Nun ist Verniedlichung als Prozess allerdings nicht bruchlos, und die Machthierarchie, die Niedlichkeit einzieht, ist mehr eine machtvolle Fiktion als eine Tatsache – wer einmal eine Katze gestreichelt hat und dann jäh von ihr geschlagen wurde, hat hierfür den besten Beweis. Das vermeintliche Objekt der Verniedlichung bleibt letztlich dennoch ein Subjekt mit eigener Handlungsmacht, wobei die konkreten Handlungsspielräume von den Umständen der jeweiligen Situation abhängen. Und auch wenn sich dieser Text nur mit Verniedlichung als Form von Gewalt auseinandergesetzt hat, ist es wichtig, im Hinterkopf zu behalten, dass Niedlichkeit niemals nur das eine ist. Niedlichkeit kann die oben beschriebene Form von Gewalt darstellen, das ist jedoch nur eine von vielen kulturellen Spielweisen von Niedlichkeit.

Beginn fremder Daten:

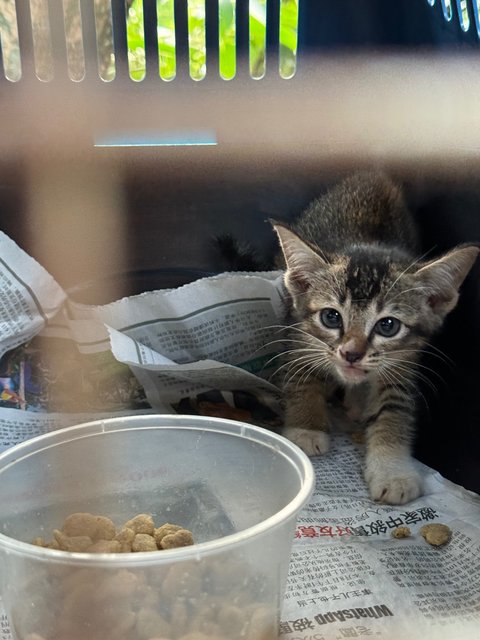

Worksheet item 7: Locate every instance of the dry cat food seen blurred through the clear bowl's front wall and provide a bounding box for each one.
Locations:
[15,552,278,640]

Vor allem in Kontext queerer Anrufungen und Aneignungen zeigt sich das Niedliche in einem ganz anderen Licht. Die Omnipräsenz, der sich hier das Wort „Maus“ erfreut, ist sicher ein Beispiel dafür. Hier geht es vielmehr um eine sorgende Zuwendung zum Gegenüber. Die verniedlichte Position wird hier nicht als schwache, zu unterdrückende verstanden, wie es in der patriarchalen Logik der Fall ist, sondern in ihrer Vulnerabilität und Zugewandtheit wertgeschätzt. Niedlichkeit als Ausdruck und Marker von Softness gewinnt hier eine ganz andere Qualität und wird im Sinne des Selbstausdrucks sowie als eine affektiv-zugewandte Sorgepraktik angeeignet. So können beispielsweise die Mumin-Charaktere der lesbischen Schriftstellerin Tove Jansson zu einem sicheren, geborgenen Ort werden. Auch ein genderqueeres Spiel mit den eingangs beschriebenen vergeschlechtlichten Rollenidealen beraubt das ganze System zumindest teilweise seiner Wirkung. Und das ist gut so. Denn die niedliche Position ist eigentlich eine universelle: Wir alle sind vulnerabel und voneinander abhängig. Wünschenswert wäre eine Welt, die diesen Fakt anerkennt und auf ihn eine fürsorgende Antwort findet.
Quellen:
Ngai, S. (2022). Die Niedlichkeit der Avant-Garde. In dies., Das Niedliche und der Gimmick (S. 83–176). Merve.
Elias Fromm studiert Theater-, Film- und Medienwissenschaft im Masterstudium an der Universität Wien.